I have to say that I agree with her. For me and for Porter, the important thing — and I know this sounds really obvious — but we want to help her get dressed. It’s about the messaging. It’s about saying, “You know what, you can talk about this trend or this trend or this trend. But, you know, just buy this beautiful oversize coat.” Or buy an incredible cape this season. Whatever. It might be a knee-high boot or all about a shearling jacket. For me, it’s not about showing endless products. If she loves the trend, she can go off and explore it. Curation, I think, is the main thing. It’s about the eye, and it’s about the point of view and people trusting that point of view. That was one of the elements that I loved about Bazaar in the 1950s and ‘60s. They were very helpful and direct.

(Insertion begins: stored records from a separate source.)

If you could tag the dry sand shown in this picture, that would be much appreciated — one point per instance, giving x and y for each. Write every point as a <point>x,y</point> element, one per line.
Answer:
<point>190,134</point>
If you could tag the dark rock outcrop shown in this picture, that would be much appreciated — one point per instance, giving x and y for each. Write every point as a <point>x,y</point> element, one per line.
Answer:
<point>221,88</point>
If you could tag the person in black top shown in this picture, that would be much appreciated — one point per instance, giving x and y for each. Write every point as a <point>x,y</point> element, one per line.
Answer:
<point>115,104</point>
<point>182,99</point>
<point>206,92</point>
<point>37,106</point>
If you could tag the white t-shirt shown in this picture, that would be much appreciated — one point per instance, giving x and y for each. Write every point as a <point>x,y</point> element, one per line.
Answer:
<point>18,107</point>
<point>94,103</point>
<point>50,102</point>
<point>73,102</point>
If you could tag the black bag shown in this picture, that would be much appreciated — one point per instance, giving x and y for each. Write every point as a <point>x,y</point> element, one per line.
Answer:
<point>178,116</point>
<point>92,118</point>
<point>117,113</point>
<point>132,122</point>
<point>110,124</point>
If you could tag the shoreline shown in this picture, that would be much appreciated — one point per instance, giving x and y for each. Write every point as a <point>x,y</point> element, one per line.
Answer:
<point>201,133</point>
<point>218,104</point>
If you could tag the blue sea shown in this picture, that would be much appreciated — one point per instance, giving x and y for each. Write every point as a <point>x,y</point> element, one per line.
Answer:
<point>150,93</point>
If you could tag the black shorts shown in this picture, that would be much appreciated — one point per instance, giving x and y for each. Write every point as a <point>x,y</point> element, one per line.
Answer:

What do you have coming up for the magazine?
We’re probably at that stage where we just go issue to issue. We’ve got lots of plans for the year ahead. There are a lot of updates to the mobile experience and the digital edition. There’s a lot of new photographers coming onboard. It’s funny, someone said to me, “You know, it takes a year for a magazine to find its voice,” and we’re at the end of the year and I’m like, “Oh God, does that mean it’s going to take us two years?”
You’ve been working with so many great photographers and stylists.
You have to find your people. If you’re saying to people, “Hey, do a shoot for this magazine,” and they’re like, “What do you want me to do?” — then they don’t have a reference point. I feel very happy that in issue three it all pulled together, but we wanted have a voice and be more adventurous. From an internal point of view, I’d love to move from start-up to sustainable so I can have a life again. But that never happens for magazines, does it? There are so many things. It’s going to be a beautiful fall; let’s just say that.
This interview has been edited and condensed.